Vague de poètes en Méditerranée

Visages de Poésie. Vague de poètes en Méditerranée. de Jacques Basse, Editions Rafael de Surtis.
Jacques Basse poursuit son inlassable œuvre d’amour avec la Poésie et les poètes. Ce nouveau volume est consacré aux poètes. De nouveau, trois cents poètes, trois cents visages émanés sous le crayon de Jacques Basse, cent portes de mots.
Il existe une conscience méditerranéenne. Elle est terriblement vivante même si elle cherche de nouvelles formes d’expression que ce monde sans nuance voudrait lui refuser.
« Existe-t-il vraiment une spécificité des poètes méridionaux ? interroge Jacques Lovichi dans sa préface. Le grand et définitivement méconnu Germain Nouveau, né à Pourrières (Var), ami de Rimbaud, de Verlaine, et dont Aragon a proclamé haut et fort qu’il n’en était pas « un épigone mais leur égal », ne peut s’apprécier pleinement que sous certaines conditions : nombre de ses vers ne trouvent leur rythme, leur plénitude et leur force musicale que s’ils sont prononcés avec la voix d’un homme du Midi. Du reste, plus qu’en France, il semble qu’à l’étrange les poètes français du monde méditerranéen soient perçus comme tels et fort appréciés pour cela même. Il suffirait d’écouter le britannique Roger Little, les roumains Georges Astalos, Ioan Tzepelea ou Valeriu Srancu (pour ne citer qu’eux) se déclarant « liés par une complicité esthétique rarement vue de nos jours dans le monde de la « création », ou encore la russe Sacha Karvovski et bien d’autres aux quatre coins du monde, pour en avoir confirmation. »

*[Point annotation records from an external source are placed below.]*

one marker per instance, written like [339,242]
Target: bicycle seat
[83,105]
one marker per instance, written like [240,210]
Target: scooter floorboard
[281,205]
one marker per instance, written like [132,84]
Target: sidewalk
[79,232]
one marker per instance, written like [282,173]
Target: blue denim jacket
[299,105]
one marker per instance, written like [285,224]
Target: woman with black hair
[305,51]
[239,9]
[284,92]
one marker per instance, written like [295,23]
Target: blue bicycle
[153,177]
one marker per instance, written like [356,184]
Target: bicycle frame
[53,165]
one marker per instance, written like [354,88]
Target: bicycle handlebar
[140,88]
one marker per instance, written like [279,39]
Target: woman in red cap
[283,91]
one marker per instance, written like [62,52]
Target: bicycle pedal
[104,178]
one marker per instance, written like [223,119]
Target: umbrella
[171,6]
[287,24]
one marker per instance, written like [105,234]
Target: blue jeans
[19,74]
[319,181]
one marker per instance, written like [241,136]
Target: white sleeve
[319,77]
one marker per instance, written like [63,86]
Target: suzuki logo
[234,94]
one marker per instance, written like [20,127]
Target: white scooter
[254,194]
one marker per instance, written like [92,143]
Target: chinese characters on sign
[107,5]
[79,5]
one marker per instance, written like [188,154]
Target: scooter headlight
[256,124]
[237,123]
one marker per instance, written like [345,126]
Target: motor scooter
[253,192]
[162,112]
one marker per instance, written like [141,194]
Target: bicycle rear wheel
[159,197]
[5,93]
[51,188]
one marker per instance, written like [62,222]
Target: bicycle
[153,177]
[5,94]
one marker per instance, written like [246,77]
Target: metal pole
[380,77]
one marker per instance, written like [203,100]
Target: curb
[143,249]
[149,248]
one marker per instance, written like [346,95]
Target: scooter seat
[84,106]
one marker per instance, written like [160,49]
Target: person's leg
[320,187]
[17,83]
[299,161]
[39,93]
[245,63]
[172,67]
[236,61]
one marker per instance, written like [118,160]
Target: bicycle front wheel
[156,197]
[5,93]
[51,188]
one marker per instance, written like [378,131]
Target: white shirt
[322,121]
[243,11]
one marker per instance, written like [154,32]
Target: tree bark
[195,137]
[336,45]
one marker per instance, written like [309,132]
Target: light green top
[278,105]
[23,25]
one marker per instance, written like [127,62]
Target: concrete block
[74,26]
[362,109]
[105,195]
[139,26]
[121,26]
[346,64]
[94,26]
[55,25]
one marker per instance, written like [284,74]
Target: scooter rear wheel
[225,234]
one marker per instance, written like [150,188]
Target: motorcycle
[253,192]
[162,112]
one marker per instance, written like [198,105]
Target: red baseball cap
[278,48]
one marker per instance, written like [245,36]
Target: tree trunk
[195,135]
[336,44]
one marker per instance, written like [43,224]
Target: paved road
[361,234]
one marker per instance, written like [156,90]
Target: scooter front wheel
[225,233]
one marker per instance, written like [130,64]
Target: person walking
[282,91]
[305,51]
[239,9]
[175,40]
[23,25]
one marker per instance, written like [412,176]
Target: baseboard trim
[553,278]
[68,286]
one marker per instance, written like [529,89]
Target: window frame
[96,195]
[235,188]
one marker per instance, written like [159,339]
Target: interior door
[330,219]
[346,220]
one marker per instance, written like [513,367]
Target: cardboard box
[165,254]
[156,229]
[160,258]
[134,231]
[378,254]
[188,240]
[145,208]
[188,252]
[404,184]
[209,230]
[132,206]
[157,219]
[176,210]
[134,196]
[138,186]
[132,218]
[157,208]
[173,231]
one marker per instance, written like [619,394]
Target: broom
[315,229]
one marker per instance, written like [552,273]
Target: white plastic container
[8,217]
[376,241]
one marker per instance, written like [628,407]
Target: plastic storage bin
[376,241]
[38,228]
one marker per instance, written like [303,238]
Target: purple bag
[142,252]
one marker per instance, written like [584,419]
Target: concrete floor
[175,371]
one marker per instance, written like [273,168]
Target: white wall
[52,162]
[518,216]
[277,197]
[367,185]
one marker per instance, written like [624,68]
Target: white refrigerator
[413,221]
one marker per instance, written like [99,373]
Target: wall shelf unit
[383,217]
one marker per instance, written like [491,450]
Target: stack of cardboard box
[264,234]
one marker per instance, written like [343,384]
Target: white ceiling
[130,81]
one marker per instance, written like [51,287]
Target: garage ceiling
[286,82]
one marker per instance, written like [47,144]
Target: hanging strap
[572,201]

Jacques Lovichi cite alors Bernard Mazo qui, dans la revue culturelle Marseille écrit :
« Pour qui se penche sur l’œuvre de tous les poètes évoqués ici à leur écoute attentive, il semble bien qu’au-delà de la spécificité de chacun d’entre eux, l’essence d’une même culture immémoriale se fasse entendre en arrière-fond de leurs voix poétiques, leur donne une épaisseur, une singularité d’accent, les marquant, à leur insu ou non, du même sceau identitaire. En effet, comment ne pas percevoir à travers le déploiement de leur parole poétique, l’écho d’une même et secrète géographie intérieure, le chant pur et solaire, parfois tragique d’un monde méditerranéen, tout à la fois aride et luxuriant, lumineux et sombrement hanté dans l’incandescence du feu héraclitéen – de ce feu plus ancien que les dieux et les hommes, source de tous les commencements et en premier lieu du logos poétique – l’appel du grand large et des courses lointaines, de « la mer toujours recommencée », de la célébration de la brûlure tout à la fois nourricière et meurtrière du soleil, de la hantise de la mort, du sens tragique et de l’écoulement irréversible du temps. Oui, c’est une grande rêverie méditerranéenne et homérique qui habite ceux-là au point de consumer jusqu’au geste ultime, sous le regard impavide des dieux, les plus désemparés d’entre eux. »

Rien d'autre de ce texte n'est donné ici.